The announcement of the loan will be made by Japanese Prime Minister Yoshihiko Noda when he meets with Myanmar’s President Thein Sein at the ASEAN Summit in Cambodia. The money will be used for three projects which includes infrastructure for a special economic zone outside former capital Yangon, which will be led by a consortium of Japanese companies including Mitsubishi Corp., Sumitomo Corp. and Marubeni Corp. Repair work on a thermal power plant near Yangong and infrastructure development in 14 other provinces are the two other projects to be covered by the loan.
These projects paves the way for Japanese companies to move into the country, even as China is trying to exert influence and other projects with Myanmar.

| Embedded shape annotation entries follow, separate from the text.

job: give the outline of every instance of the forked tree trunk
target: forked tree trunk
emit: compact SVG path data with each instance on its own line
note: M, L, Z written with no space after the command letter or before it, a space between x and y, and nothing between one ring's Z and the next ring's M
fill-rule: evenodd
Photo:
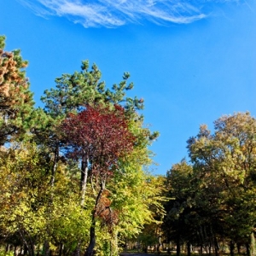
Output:
M93 256L95 254L94 248L96 247L96 207L98 206L102 192L104 191L104 189L105 189L105 183L102 182L101 189L96 199L95 207L92 212L91 225L90 229L90 242L85 251L84 256Z
M250 256L255 256L255 237L253 231L250 235Z

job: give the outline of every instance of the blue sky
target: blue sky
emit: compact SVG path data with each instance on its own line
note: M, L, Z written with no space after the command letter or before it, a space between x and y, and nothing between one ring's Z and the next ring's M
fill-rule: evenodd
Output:
M1 1L6 49L20 49L37 105L62 73L96 63L111 87L131 73L165 175L199 125L256 114L255 0Z

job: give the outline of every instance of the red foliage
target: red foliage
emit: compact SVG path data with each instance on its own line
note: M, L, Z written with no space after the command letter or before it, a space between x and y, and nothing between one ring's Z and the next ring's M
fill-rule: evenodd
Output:
M73 157L87 157L95 172L106 172L118 159L132 150L134 137L128 130L124 108L86 108L70 114L61 125L63 137Z

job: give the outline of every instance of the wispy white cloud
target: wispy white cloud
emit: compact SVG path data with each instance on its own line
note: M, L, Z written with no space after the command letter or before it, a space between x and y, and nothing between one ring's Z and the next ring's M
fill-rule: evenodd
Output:
M207 17L209 3L238 0L17 0L38 15L62 16L85 27L116 27L150 20L156 24L190 23Z

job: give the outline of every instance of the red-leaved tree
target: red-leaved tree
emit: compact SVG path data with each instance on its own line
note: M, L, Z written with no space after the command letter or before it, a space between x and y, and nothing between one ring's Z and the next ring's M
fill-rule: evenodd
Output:
M118 167L119 159L132 150L135 137L128 129L125 109L119 105L113 106L113 109L87 105L79 113L70 114L64 120L61 130L68 146L68 155L82 160L82 206L84 202L88 168L90 168L91 175L99 183L92 213L90 241L85 252L85 255L92 255L96 245L96 218L99 217L98 208L106 182Z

Japan is especially interested in the Mekong region, reportedly a resource-rich region, which is perfect for its export-reliant economy.
Despite the previous Western ban on Myanmar, Japan continued trade ties and dialogue with them in the past years, citing that closing the doors totally to the military junta could push it closer to China. Earlier this year, Japan waived 300 billion yen of the 500 billion yen Myanmar debt.
The United States recently ended its import and trade ban on Myanmar, signalled by a historical landmark trip by newly re-elected President Barack Obama. The European Union, Canada and Australia have also suspended their sanctions. World Bank, the Asian Development Bank and major creditor nations are set to announce next year that they are waving debts by Myanmar.